The basement showed some of the house’s heritage: There was an area with a small pile of coal near one wall. The wiring is straight out of the 1920s or 1930s and needs to be completely replaced. The house is just straight-up old.
Next we scoped out the two main floors. The house is enormous, with four bedrooms, a parlor, a dining room, a living room, and a giant kitchen with 12-foot ceilings. Of course, we were both looking at what it could be, not what it currently was:
The attic is like a cathedral. 20 foot ceiling at the peak, giant windows, a rock-solid floor… it’s truly astonishing.
This is a house that could fulfill all of our needs: A bedroom for everybody, studio space for Nicole, office space for Icrontic, enough space to let all of our friends crash, a giant kitchen, a backyard for the dogs, and a huge (two story!) garage.

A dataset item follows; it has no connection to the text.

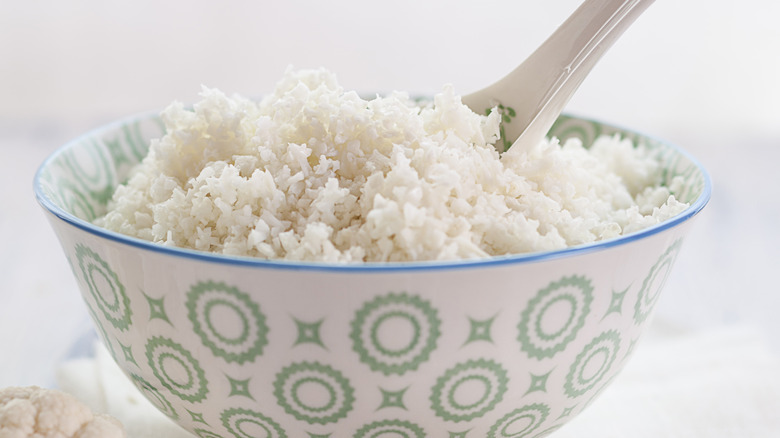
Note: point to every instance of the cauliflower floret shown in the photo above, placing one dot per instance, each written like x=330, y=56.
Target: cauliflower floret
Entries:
x=33, y=412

It’s a house that’s been waiting for exactly what we can do: bring a ton of love and pour our hearts and souls into making Detroit our home.
Tendrils
We left the house in a bit of a daze. Did we realize it was a longshot? Yes. Did we understand what a massive renovation we would have to undertake? Yes. Did we talk about the large amount of money it would take to make this happen? Yes.
We were hungry and a bit disoriented. We stopped by Woodbridge Pub to check it out. Lincoln had always said that one of the things he was dying for was a small neighborhood pub within walking distance of our house; a place we could be regulars at and that served top-shelf bourbon and scotch as well as microbrews on draft, and had a colorful cast of characters—our own “Cheers”.
The moment we walked into the Woodbridge Pub, I saw a light come over his face. I knew then and there that more than anything else, this pub had just sold the house for him.
I said, “You look like a rootbulb. You have these tendrils peeking sheepishly out of you and they’re saying, ‘I want to set down roots'”.
That said, it definitely has potential to be a beautiful house... if you are able to sink a lot of time and money into it. I'll be rooting for you if you do end up buying it.
Q, I suspect the entire house needs to be rewired :-/ Might be more than you want to get yourself into but I'd welcome you to take a look.